Schmerz erkennen, wenn Worte fehlen

Wir sind überzeugt: Stillstand gibt es in der Pflege nicht. Kontinuierliche fachliche Weiterentwicklung gehört zu unserem professionellen Selbstverständnis – im täglichen Einsatz mit schwerstkranken Menschen, bei komplexen Krankheitsbildern und dort, wo Routinen an ihre Grenzen stoßen.

Unser letzter Fokus: Schmerzen erkennen bei Menschen, die sich nicht oder nicht mehr äußern können.

In einer aktuellen Fortbildung haben wir uns intensiv mit nonverbalen Schmerzsignalen beschäftigt – auf Grundlage des Expertenstandards „Schmerzmanagement in der Pflege“ des Deutschen Netzwerks für Qualitätsentwicklung in der Pflege (DNQP).

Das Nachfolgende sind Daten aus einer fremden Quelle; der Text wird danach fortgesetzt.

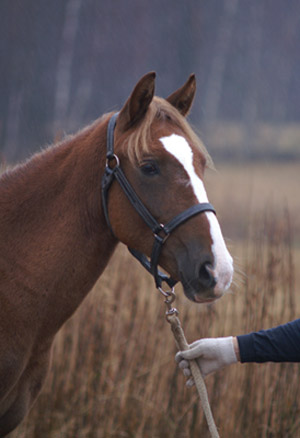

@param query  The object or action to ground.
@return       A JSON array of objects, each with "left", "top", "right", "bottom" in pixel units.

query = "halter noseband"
[{"left": 102, "top": 113, "right": 216, "bottom": 289}]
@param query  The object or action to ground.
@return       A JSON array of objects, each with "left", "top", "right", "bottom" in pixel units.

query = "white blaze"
[{"left": 160, "top": 134, "right": 233, "bottom": 292}]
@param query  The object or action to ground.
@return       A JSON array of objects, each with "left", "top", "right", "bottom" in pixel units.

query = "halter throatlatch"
[{"left": 102, "top": 113, "right": 216, "bottom": 290}]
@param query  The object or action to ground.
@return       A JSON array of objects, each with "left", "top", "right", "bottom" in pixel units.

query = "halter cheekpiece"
[{"left": 102, "top": 113, "right": 216, "bottom": 289}]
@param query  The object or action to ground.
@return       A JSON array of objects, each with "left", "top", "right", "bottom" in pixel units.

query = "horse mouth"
[{"left": 180, "top": 272, "right": 223, "bottom": 304}]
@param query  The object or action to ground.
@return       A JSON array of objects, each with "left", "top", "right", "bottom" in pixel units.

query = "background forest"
[{"left": 0, "top": 0, "right": 300, "bottom": 162}]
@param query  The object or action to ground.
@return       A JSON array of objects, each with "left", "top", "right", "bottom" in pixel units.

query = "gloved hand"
[{"left": 175, "top": 336, "right": 238, "bottom": 386}]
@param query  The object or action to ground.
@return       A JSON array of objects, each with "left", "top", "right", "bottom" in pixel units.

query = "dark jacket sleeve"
[{"left": 237, "top": 319, "right": 300, "bottom": 362}]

Dieser evidenzbasierte Standard unterstützt Pflegefachkräfte bei der sicheren Erkennung, Bewertung und gezielten Behandlung von Schmerzen – auch ohne verbale Rückmeldung der Betroffenen.

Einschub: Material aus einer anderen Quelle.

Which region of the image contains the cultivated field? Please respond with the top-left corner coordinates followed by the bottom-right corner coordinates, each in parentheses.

„Ein individuell angepasstes pflegerisches Schmerzmanagement leistet einen wichtigen Beitrag in der interprofessionell abgestimmten Schmerzbehandlung.“
– Expertenstandard Schmerzmanagement in der Pflege, DNQP (2020), S. 9
www.dnqp.de – Schmerzmanagement in der Pflege

Beobachtung gezielt geschärft – unsere Fortbildungsinhalte:

  • Zuhören: von leisem Stöhnen bis zu ungewohnten Lauten
  • Körpersprache wahrnehmen: etwa Abwehrverhalten, Unruhe oder Rückzug
  • Mimik deuten: z. B. Stirnrunzeln, angespannte Gesichtszüge oder zusammengekniffene Augen

Diese vertiefende Auseinandersetzung mit dem Thema hilft uns, noch gezielter und individueller auf die Bedürfnisse unserer Patientinnen und Patienten einzugehen – gerade in Situationen, in denen die Sprache fehlt, aber Schmerz dennoch präsent ist.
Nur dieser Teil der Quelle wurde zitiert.